Best practices for Multiplexing/Streams per drive
- 9 years ago
We have found that MPX of 4 gives good backup performance and good restore performance.
My mentor taught me to implement multiplexing in baby steps:
Start with a value of 2.
Record backup performance over the next week (full and incr backups)
Do some restore tests and record performance.Increase MPX to 3.
Perform same tests.Increase MPX to 4.
......Find an MPX value that works best for you.
I have seen customers using MPX of 8 and they were happy with backup and restore performance. - 9 years ago
Tape Multiplexing
There is no real fixed rule on this.......... The more you multiplex then longer it takes to restore because the recovery process has to get each data fragment from a tape where they are no longer in a nice sequence suitable for streaming. I'm running my libraries on a multplex of 24, which is unnaturally high.
Why :
- Backups are not production and taking far too long. More streams = quicker backup time. Restore times for non-production are flexible.

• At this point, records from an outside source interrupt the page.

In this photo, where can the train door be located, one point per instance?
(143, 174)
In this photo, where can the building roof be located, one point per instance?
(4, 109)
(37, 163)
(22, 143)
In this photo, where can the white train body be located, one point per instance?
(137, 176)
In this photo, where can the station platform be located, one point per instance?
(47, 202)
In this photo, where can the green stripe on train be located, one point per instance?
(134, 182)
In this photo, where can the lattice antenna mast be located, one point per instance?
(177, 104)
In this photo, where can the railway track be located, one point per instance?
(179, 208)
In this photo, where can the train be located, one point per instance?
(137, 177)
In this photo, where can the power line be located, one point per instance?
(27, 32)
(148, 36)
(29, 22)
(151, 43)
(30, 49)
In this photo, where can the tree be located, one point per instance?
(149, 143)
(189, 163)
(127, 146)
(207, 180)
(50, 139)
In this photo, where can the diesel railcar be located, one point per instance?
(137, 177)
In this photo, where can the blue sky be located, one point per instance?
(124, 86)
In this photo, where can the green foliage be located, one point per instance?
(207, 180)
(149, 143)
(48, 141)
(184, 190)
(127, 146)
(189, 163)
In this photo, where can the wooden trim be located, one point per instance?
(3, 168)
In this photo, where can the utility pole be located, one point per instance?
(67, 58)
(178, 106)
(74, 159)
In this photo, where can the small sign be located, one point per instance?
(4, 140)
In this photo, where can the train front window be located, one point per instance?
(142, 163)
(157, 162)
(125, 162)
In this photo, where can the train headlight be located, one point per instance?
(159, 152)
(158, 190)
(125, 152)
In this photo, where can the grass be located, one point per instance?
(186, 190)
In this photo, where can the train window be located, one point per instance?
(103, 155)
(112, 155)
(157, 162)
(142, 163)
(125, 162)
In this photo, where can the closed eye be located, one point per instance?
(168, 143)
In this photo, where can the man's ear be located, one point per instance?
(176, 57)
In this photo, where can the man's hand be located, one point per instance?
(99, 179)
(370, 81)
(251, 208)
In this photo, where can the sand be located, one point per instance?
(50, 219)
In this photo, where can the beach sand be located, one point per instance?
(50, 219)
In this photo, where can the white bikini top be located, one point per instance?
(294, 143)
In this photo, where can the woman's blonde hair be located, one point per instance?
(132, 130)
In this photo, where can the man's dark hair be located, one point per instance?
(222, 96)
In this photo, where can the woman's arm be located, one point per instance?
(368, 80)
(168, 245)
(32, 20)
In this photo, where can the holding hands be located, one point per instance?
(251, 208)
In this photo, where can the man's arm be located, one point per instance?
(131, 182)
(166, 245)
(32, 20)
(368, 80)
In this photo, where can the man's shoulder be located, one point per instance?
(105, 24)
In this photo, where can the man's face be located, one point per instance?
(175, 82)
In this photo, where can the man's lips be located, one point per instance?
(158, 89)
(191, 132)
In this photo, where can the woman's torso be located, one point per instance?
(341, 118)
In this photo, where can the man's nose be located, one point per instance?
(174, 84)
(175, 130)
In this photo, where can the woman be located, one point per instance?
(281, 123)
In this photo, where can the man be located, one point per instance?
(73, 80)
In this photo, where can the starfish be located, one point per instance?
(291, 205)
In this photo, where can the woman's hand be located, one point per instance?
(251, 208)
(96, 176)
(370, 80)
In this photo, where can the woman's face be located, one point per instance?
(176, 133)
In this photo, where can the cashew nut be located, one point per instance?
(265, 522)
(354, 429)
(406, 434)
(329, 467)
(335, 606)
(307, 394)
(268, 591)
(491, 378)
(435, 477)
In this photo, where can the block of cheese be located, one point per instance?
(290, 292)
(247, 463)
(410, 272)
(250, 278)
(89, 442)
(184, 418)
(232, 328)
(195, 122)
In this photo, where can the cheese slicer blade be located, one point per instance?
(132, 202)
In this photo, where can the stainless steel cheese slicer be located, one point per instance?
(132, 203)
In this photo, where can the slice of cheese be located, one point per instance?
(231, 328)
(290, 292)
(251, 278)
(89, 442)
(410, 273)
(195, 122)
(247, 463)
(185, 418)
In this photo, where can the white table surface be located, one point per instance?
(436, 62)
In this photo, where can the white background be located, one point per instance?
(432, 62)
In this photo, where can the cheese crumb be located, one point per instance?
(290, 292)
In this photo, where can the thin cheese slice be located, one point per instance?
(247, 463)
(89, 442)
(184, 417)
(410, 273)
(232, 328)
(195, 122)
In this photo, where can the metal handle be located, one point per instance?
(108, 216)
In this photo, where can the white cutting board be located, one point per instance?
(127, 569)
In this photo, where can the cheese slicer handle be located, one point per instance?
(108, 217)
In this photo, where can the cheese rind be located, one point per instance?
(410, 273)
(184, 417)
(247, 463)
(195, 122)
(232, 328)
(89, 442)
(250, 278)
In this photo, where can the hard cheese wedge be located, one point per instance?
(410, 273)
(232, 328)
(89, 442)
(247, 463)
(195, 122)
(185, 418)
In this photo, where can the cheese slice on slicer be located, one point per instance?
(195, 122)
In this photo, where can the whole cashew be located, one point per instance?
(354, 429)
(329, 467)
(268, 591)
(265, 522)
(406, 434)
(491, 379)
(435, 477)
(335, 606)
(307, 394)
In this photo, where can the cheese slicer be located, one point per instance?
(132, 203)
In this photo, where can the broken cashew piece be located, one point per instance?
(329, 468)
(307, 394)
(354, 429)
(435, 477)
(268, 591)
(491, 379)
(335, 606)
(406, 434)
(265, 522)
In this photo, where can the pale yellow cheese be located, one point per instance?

- The tape libraries needs more tape drives to increase throughput. ATLs are not like disk-based backup targets which have a fixed max throughput capability.
- Data delivery throughput to tape drives could be better. The more streams you have to better the throughput.
- About 95% of the servers are small. Increase the recovery time for a small server by 50% - is anybody going to notice the extra 30 mins? For the large and more critical systems I have reduced multplexing.
Other Stuff
Other things that make ATLs ineffiecient.
- Having too many data retention times. NBU will only write to a tape where the data has the same retention time. Keep the number rention times to the smallest number possible. In NBU you can mixed retetion times on a tape but it is not recommmend.
- Set the number of partially full tapes to = (number of tape drives +1 ) this applies to each data retention time.